Dana Massey | 11 Sep 2007 20:55
For every MMO, there is an army of specialist studios that make all the individual pieces work. While what these companies do is important, it is usually not terribly exciting to talk about. Yet, on rare occasions there are those small gems of companies that make some small part of the larger framework fun. Vivox does that for voice over IP (VOIP).

Boston-based Vivox develops VOIP solutions and focuses in specifically on games. Most notably, they provide the VOIP services for CCP's space MMO EVE Online and LindenLab's virtual world Second Life. Recently, they've also announced support for a new project from Pixel Mine and for "Poker Manager", a poker portal. They also hinted at more deals in the coming weeks.

Their association with Second Life has provided them with some impressive numbers. Currently, they see 10,000 new accounts registered for their service each day, on top of the 330,000 already using it. At this rate they hope to hit 1,000,000 by year's end. At peek hours, 15,000 people are using the service for 14,000,000 minutes each day. This is just in Second Life. To put that in perspective, according to Vivox, that's 20% of Skype's total call volume just from one product.

In EVE, they just released a new version of their client. Unlike Second Life, users must pay a small premium to participate. The new add on adds multi-channel support, which means players can listen to several conversations at once (up to six), then jump in and talk where appropriate. It sounded confusing to me, but not altogether strange for an EVE player. The new version also has simplified UI, lower bandwidth requirements. Their next task is a hierarchy of chat, so for example, fleet commanders can issue voice commands to several squadrons below them at the same time.
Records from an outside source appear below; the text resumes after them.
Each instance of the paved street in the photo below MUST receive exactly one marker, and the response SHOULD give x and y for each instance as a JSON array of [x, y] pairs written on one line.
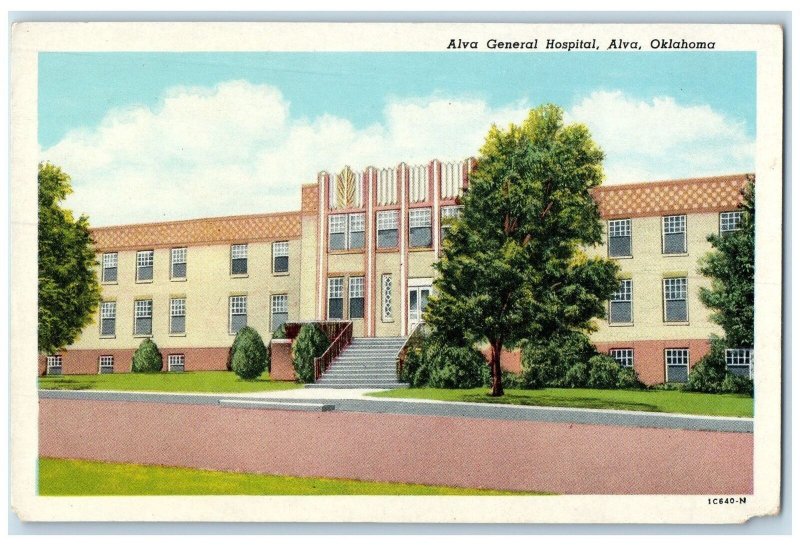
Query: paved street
[[499, 447]]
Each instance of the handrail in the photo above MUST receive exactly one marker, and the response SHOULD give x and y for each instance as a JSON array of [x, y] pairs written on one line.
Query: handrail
[[401, 354], [342, 340]]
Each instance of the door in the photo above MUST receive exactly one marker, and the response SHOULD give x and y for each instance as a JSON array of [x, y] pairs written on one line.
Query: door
[[417, 301]]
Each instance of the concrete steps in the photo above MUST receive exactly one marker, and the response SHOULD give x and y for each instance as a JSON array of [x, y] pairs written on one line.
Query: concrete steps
[[367, 363]]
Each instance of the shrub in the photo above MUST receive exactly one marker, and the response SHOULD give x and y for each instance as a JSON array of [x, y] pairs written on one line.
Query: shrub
[[250, 355], [147, 358], [455, 367], [311, 342], [603, 372], [545, 363]]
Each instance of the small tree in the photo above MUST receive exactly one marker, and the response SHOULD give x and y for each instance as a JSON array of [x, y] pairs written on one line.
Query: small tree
[[512, 265], [68, 289], [249, 354], [311, 342], [147, 358]]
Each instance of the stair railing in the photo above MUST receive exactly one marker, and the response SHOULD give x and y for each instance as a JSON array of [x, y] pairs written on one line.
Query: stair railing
[[339, 343], [417, 335]]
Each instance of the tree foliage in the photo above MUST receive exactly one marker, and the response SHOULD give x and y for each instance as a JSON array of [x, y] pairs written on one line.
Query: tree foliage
[[731, 268], [249, 355], [513, 266], [68, 289], [147, 358]]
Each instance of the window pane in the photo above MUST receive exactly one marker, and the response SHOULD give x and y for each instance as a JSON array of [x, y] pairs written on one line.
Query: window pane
[[387, 238], [676, 310], [281, 264]]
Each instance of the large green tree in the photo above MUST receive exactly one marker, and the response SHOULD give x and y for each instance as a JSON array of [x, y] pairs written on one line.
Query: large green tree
[[512, 267], [731, 268], [68, 287]]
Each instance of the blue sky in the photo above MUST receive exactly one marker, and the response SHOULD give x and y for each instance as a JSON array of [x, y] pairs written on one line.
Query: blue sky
[[260, 124]]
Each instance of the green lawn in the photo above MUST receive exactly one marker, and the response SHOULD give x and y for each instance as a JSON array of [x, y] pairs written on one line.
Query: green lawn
[[731, 405], [69, 477], [165, 382]]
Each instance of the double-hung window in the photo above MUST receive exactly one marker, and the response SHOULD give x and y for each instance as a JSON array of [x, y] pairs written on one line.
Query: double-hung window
[[677, 365], [419, 226], [238, 259], [54, 363], [336, 298], [337, 232], [739, 362], [178, 265], [619, 238], [449, 215], [280, 310], [356, 304], [109, 267], [624, 357], [675, 308], [621, 304], [108, 318], [177, 316], [237, 311], [106, 364], [280, 257], [143, 317], [388, 221], [674, 234], [144, 265], [729, 222]]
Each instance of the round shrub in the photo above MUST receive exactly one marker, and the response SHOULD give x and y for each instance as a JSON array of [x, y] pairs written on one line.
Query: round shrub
[[311, 342], [455, 367], [250, 355], [577, 376], [147, 358], [603, 372]]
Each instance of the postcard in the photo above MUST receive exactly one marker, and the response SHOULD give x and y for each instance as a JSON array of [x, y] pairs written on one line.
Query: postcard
[[392, 272]]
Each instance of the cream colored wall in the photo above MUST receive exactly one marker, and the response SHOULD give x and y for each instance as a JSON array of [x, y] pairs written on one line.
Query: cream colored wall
[[207, 287], [648, 267]]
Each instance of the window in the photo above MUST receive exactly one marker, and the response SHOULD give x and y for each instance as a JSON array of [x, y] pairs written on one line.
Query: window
[[143, 317], [624, 357], [388, 221], [449, 215], [356, 239], [280, 310], [619, 238], [238, 259], [54, 365], [177, 316], [176, 363], [674, 229], [280, 257], [419, 225], [336, 298], [729, 222], [108, 319], [106, 364], [144, 265], [237, 306], [337, 232], [386, 297], [620, 307], [356, 297], [677, 363], [739, 362], [675, 309], [178, 266], [109, 267]]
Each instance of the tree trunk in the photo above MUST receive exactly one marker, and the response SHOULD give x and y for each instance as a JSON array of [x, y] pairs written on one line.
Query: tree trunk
[[497, 373]]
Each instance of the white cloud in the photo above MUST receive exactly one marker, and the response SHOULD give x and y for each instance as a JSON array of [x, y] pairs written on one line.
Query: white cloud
[[235, 149], [660, 139]]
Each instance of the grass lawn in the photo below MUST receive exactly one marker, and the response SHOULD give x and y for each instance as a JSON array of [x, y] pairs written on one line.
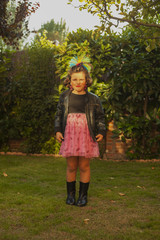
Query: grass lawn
[[123, 201]]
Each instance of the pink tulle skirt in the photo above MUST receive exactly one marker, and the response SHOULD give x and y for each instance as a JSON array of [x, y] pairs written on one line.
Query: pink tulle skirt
[[77, 139]]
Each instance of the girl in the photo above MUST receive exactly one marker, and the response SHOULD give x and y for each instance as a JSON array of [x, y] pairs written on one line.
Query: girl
[[79, 126]]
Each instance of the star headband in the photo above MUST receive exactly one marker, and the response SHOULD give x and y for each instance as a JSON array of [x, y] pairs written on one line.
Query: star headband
[[81, 61]]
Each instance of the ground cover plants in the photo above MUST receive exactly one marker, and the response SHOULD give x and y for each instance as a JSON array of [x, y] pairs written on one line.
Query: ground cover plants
[[124, 200]]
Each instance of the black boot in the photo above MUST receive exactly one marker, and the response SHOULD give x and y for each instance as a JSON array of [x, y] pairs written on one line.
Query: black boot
[[82, 200], [71, 190]]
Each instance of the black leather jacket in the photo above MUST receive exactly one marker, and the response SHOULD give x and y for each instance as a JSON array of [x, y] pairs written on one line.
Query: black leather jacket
[[94, 114]]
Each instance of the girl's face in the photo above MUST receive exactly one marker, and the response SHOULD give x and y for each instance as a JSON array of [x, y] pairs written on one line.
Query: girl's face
[[78, 82]]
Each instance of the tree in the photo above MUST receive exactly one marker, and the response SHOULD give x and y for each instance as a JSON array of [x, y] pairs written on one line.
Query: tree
[[14, 20], [55, 31], [143, 15]]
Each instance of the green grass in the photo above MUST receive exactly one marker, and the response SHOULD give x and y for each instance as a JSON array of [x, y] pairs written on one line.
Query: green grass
[[32, 201]]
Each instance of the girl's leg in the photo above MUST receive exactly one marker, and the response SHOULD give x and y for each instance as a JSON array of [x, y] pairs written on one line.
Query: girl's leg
[[84, 168], [72, 165]]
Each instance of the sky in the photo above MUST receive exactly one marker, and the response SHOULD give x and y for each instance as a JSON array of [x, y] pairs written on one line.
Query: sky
[[57, 9]]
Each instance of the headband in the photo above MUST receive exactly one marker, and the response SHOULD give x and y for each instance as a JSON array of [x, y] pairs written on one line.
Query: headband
[[81, 61]]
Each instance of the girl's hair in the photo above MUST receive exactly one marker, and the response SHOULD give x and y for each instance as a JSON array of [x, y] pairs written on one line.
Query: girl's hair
[[76, 69]]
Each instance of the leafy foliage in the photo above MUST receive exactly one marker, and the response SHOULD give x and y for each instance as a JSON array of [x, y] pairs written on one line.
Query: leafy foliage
[[126, 77], [14, 20], [143, 16], [54, 31]]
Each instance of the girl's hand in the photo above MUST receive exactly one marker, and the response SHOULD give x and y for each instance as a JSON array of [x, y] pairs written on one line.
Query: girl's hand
[[99, 137], [59, 137]]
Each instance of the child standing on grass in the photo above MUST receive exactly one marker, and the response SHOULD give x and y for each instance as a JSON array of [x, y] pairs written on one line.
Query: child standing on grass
[[79, 126]]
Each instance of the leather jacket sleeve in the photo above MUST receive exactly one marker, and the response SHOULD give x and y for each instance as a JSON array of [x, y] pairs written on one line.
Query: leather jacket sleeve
[[58, 117]]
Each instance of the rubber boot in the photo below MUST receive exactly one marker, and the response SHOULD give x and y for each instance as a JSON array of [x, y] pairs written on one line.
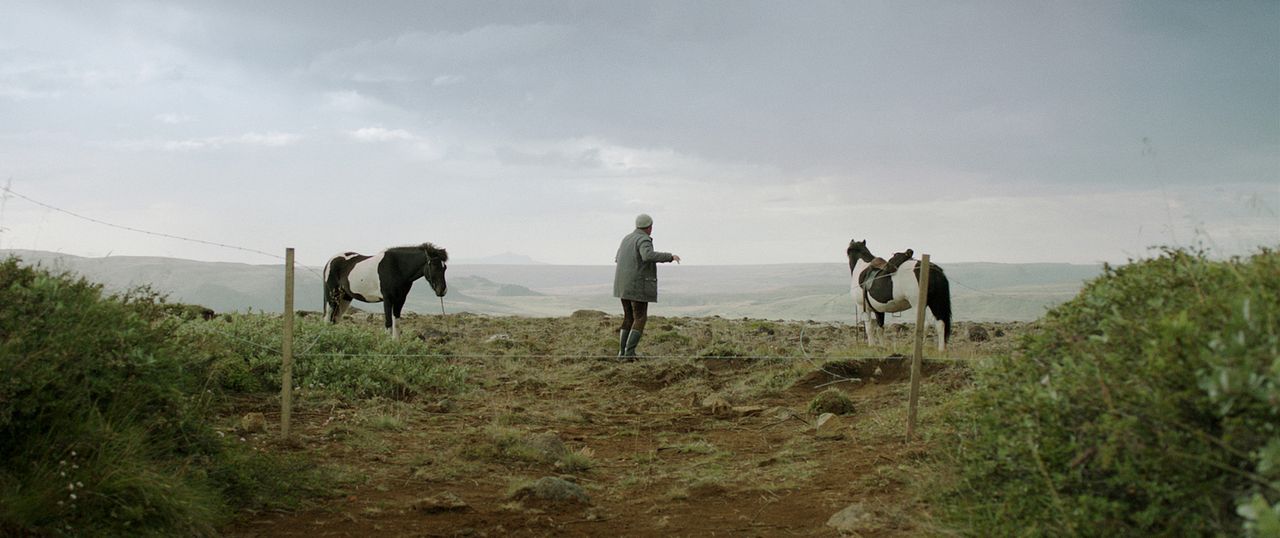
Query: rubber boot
[[632, 341]]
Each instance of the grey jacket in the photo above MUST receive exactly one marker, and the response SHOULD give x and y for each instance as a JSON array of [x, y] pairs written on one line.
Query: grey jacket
[[636, 276]]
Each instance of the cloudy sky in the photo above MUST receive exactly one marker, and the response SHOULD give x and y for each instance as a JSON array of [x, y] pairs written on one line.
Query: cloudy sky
[[753, 132]]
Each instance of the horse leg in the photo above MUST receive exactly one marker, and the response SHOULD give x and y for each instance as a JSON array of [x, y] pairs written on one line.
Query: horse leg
[[880, 329], [871, 329], [389, 318], [341, 310], [940, 327]]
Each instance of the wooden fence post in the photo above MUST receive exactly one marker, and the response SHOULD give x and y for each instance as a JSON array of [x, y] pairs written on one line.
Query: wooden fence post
[[919, 346], [287, 347]]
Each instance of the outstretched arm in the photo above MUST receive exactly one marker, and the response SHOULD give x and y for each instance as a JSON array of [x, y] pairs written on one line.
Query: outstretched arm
[[648, 254]]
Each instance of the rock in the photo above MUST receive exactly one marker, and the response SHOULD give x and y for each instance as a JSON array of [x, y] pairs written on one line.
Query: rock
[[254, 423], [444, 405], [553, 489], [717, 405], [549, 445], [850, 520], [443, 502], [828, 427]]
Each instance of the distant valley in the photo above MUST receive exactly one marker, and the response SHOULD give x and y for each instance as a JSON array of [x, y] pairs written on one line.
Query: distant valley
[[979, 291]]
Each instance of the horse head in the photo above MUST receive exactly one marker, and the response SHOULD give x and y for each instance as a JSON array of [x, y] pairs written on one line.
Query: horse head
[[858, 251], [434, 268]]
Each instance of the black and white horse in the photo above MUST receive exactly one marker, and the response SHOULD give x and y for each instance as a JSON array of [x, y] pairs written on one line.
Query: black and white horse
[[384, 278], [878, 290]]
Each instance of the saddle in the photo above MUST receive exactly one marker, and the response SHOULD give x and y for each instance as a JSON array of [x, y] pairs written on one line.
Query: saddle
[[882, 268]]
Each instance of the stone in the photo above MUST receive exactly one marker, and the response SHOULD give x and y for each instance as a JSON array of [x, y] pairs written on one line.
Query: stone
[[549, 445], [828, 427], [717, 405], [439, 504], [850, 520]]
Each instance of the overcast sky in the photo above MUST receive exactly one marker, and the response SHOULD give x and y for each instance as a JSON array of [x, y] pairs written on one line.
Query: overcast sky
[[752, 132]]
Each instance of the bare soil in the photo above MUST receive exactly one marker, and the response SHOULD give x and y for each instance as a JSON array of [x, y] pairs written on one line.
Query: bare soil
[[640, 442]]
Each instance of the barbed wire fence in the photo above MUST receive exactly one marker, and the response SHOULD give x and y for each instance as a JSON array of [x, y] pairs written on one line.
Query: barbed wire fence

That stuff above is just the house keeping. What's really cool about Vivox is there efforts to blur the line between VOIP and text chat in games. As a friend at the show pointed out, it's always neat to see one of those old science fiction moments come true. Vivox's booth had two such moments.

First, they're working on text-to-speech and speech-to-text so that players of games can co-exist seamlessly regardless of how they choose to personally interact with their game. They had no demo of speech-to-text, which would type out any words said into voice chat, but had a good example of text-to-speech.

They took a real clump of dialogue pulled randomly from EVE Online and let the scene play out. While all the voices still had a vague "Microsoft Sam" feel to their speech, they had come a long way. In the scene they showed, three players argued back and forth in distinct voices. Parts were still a bit stilted, but it was easily the best translation of text to audio I'd ever heard. One thing it showed though was that if this ever becomes mainstream, people are going to have to begin typing in full sentences. It was hilarious to hear "lol" and other internet words aloud so casually, but clearly not something that fully translates.

One of the challenges of text-to-speech is inflection. Just like over instant messenger, sarcasm and other subtle intonations simply don't work. Vivox figured that one out too. They hope to use emoticons like smiley faces to apply the proper emotion to a phrase. If the person is happy then, they just type a smiley and the voice says it with glee. Sad? A frown, and so on. The idea sounded quite theoretical, but seemed a clever and viable solution.

The second science fiction moment was their display of voice fonts. In a demonstration with a female member of the Vivox team, the same filters were applied to both our voices and in real-time gave us distinct, yet completely unrecognizable voices. They had three on display: a scratchy Orc, a booming Paladin and a squeaky Elf. All three were quite good, especially the Orc and the Paladin. The Elf had consumed a bit too much helium for my tastes, though.

What's scary is that they seem to be just a few steps away from the Star Trek-like ability to impersonate real people. In the meantime though, this kind of tool applied to a fantasy MMORPG takes something that inherently breaks emersion, VOIP, and makes it into one of the potentially most immersive parts of the game. Now when a group mate gets into an argument with his mother, at least it will sound like a pair of Orcs arguing, rather than the 15-year-old boy it actually is. The first fantasy MMO to build in Vivox voice fonts and package their game with a quality headset is going to make a mint.